1,000 BTC Lost to Repeated Hard Drive Formatting: Self-Custody Without Backup
BlockedHardware device was lost or destroyed, and no independent seed phrase backup existed.
In January 2017, a BitcoinTalk forum user identified as myBitcoin2009 posted a recovery request describing a custody loss rooted in the earliest era of Bitcoin adoption. The user claimed to have received over 1,000 BTC directly from Satoshi Nakamoto via mailing list circa 2009 and stored the bitcoins in a wallet.dat file on a personal desktop hard drive. Between 2009 and 2016, the user reformatted the same drive 5–6 times for routine computing purposes, progressively overwriting the original wallet file with new filesystem data.

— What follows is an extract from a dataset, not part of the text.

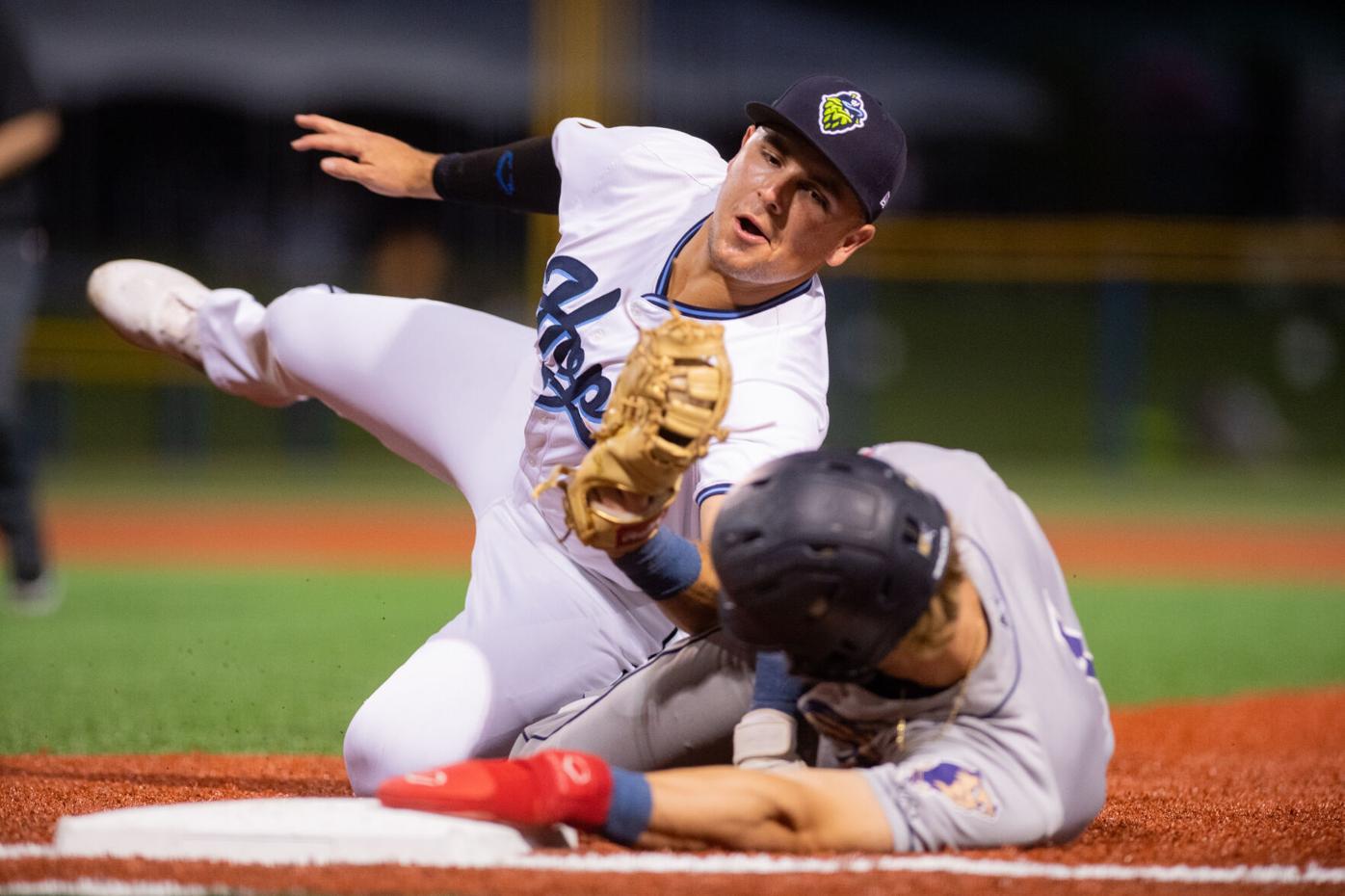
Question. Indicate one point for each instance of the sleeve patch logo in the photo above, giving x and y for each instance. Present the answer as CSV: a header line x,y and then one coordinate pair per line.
x,y
841,112
963,787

In 2016, approximately seven years after initial receipt, the user's memory of the Bitcoin was jogged and recovery was attempted. The user recalled creating a CD backup in 2009 but reported the CD was lost and could not be located. Recovery efforts commenced in early 2017 using standard data recovery software accessed via USB adapter. The recovered data reflected only the most recent formatting operation, indicating earlier wallet files had been overwritten beyond practical recovery.

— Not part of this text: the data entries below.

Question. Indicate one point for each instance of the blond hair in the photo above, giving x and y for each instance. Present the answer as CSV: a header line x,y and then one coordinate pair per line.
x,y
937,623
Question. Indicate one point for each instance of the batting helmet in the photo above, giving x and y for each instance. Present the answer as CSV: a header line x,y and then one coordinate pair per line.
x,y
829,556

Forum members, including professionals offering data recovery services, advised that successful recovery was improbable given the repeated formatting cycles and the elapsed time. Community discussion touched on the authenticity of the original claim—skepticism existed regarding whether Satoshi had truly distributed 1,000 BTC directly to this user. One respondent cautioned against sending the drive to third parties given the claimed value (approximately $1 million USD per BTC by 2017, implying $1 billion+ total). The thread shows no evidence of successful recovery.
This case exemplifies a self-custody failure driven by lack of backup discipline during Bitcoin's earliest years, when custody best practices were not yet established and the value of early holdings was underestimated.
| Stress condition | Device loss |
| Custody system | Software wallet |
| Outcome | Blocked |
| Documentation | Partial |
| Year observed | 2009 |
| Country | unknown |
What determines whether device loss is permanent
When a device fails, burns, floods, or disappears, the Bitcoin remains on the blockchain, unchanged. What changes is whether any path to authorized access still exists. A seed phrase stored separately from the device preserves that path. A seed phrase stored with the device — or never recorded at all — eliminates it permanently.
The pattern observed across cases in this archive is consistent: recovery is possible when the seed phrase survived the event that took the device. It is not possible when it did not. The type of device, its cost, its brand, its security features — none of these factors determine the outcome. The seed phrase backup does.
Most device loss cases that result in permanent loss involve one of three failure modes: the seed phrase was never recorded at setup, the seed phrase was stored physically alongside the device and lost with it, or the seed phrase was stored in a location that became inaccessible during the same event (flood, fire, relocation). All three are detectable in advance. A backup test — confirming that the seed phrase can restore the wallet on a separate device — would have revealed the gap before the loss event.
A device loss case becomes unrecoverable the moment the backup path is also broken. The preventive action is simple in concept: record the seed phrase at setup, store it independently from the device, and test that it works. Most cases in this archive involved none of these three steps.